Crain and the Midnight Shivers are touring in support of Songs in the Night, their debut full-length album, which came out in April. The 11-track album finds Crain and her band exploring less-folky musical territories like indie rock, blues, and even a touch of riot grrrl. It was recorded live in just five days at Echo Mountain Recording Studio in Asheville, North Carolina, with Danny Kadar (Grizzly Bear, My Morning Jacket, The Avett Brothers) as producer.

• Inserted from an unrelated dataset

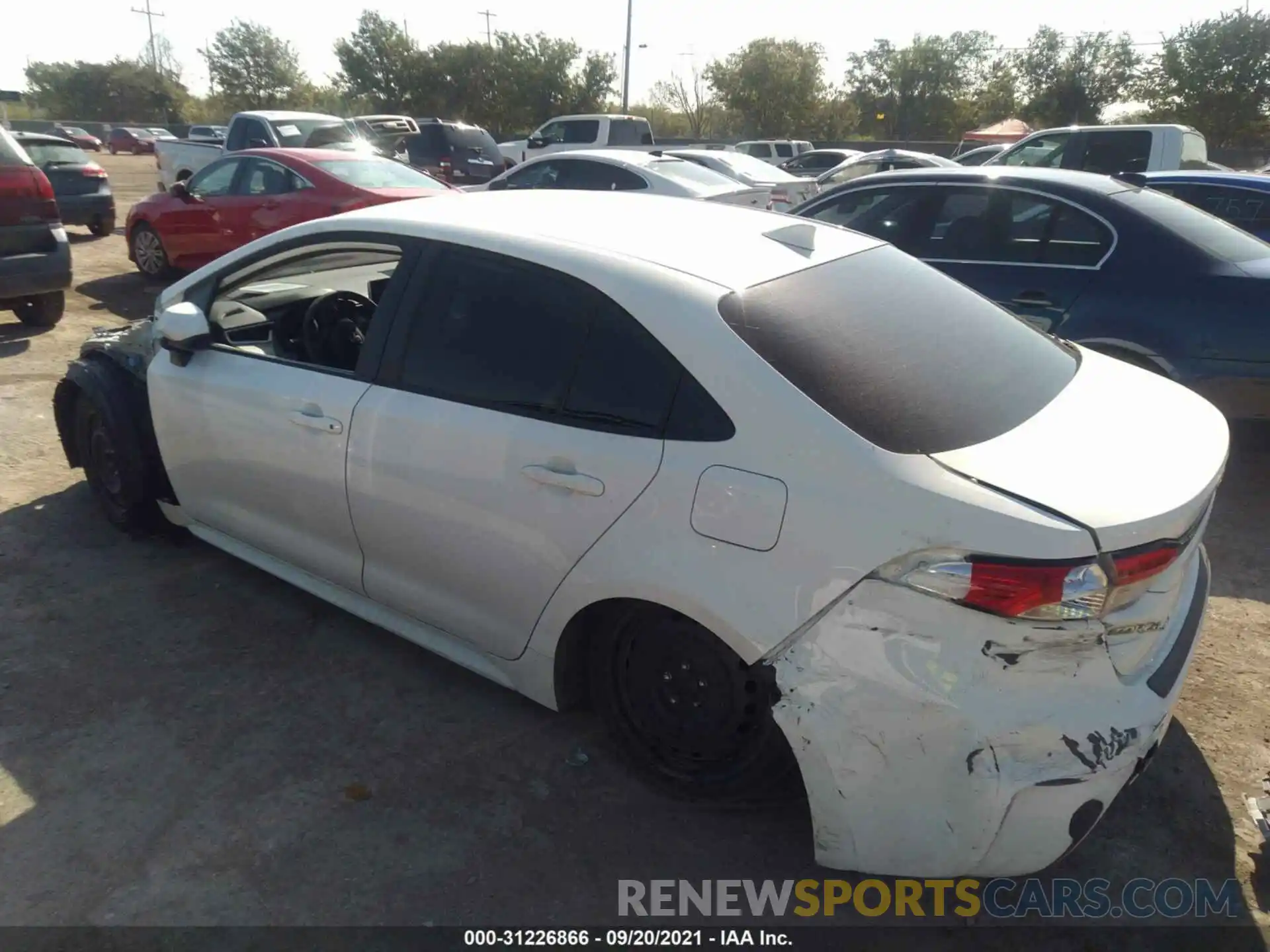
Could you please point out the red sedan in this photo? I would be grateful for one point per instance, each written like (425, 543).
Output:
(247, 194)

Giving up her post at the recording and mixing boards wasn't easy, Crain admits. "Yeah, it was hard to relinquish control after self-producing so much, but at the same time, because this was our first album to record as a full ensemble, I was shooting for a collaborative effort and that live-recording feel. And I wanted to steer clear of any ego issues. I knew Danny could help us work as a team. What Danny did best, rather than just help form the individual songs, was help us stay on task and to see the bigger picture. If we had had the time or the money, and I was doing the recording and mixing, I would have obsessed over every single note and chord. It wouldn't have been pretty."

Up until now, Crain has been comfortable being labeled as a folk singer-songwriter, but the band and a new production environment helped her take her music in some interesting new directions. "I think folk was what I was originally striving for," she said. "The 'alt-folk' label never really bothered me, because at the time that The Confiscation EP was made and the way I was performing, it was really just me and an acoustic guitar. Now what we do as an ensemble is definitely not folk music. I mean, it's got its folk influences.

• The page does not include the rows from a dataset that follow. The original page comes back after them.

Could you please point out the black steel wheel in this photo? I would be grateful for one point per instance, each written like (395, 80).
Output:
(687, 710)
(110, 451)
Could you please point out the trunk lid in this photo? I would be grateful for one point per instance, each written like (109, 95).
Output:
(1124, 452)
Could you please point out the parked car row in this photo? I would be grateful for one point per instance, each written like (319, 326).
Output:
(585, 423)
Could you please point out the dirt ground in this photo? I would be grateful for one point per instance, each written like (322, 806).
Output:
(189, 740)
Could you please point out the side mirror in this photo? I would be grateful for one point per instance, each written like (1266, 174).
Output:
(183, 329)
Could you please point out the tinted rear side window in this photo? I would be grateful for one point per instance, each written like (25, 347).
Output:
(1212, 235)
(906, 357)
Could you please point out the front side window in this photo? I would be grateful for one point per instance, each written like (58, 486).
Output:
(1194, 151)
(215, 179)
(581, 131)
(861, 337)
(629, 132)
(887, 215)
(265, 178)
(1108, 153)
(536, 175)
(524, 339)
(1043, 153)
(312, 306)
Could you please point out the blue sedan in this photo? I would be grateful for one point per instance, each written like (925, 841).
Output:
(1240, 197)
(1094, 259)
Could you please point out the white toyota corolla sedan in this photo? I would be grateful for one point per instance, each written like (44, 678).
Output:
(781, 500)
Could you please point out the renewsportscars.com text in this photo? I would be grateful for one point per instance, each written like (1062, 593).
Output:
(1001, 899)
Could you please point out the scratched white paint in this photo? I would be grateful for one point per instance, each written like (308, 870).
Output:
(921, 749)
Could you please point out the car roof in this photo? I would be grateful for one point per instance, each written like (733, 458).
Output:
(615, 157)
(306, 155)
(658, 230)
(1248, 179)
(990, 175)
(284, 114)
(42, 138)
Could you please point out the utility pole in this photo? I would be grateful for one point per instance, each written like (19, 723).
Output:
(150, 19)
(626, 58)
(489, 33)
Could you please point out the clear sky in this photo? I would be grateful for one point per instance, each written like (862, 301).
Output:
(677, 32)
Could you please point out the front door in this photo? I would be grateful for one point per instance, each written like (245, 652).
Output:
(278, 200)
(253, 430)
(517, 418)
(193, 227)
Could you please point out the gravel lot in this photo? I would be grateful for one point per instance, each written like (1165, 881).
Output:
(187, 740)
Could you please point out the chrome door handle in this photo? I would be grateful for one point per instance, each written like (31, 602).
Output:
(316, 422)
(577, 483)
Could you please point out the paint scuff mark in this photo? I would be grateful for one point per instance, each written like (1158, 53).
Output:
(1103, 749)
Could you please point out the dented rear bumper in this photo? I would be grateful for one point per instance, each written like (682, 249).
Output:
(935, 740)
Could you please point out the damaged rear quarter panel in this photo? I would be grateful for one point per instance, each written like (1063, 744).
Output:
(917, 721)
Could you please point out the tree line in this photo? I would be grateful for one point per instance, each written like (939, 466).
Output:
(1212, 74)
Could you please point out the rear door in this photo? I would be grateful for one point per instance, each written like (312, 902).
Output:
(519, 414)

"All I thought a few years ago was, OK, I've been playing the guitar for like six months, and I know I really like Bob Dylan and Woody Guthrie, and I want to tell some stories. Let's try it. But none of my songs, new or old, sound like traditional folk songs in the vein of Guthrie. Maybe a few chord progressions sound similar, but lyrically and musically the songs I write are more introspective and go for the heart. I think Guthrie tended to be more rebellious and to go for the throat. But still, I don't know a single singer-songwriter in his or her right mind that would have a problem being associated with Woody Guthrie. Do you?"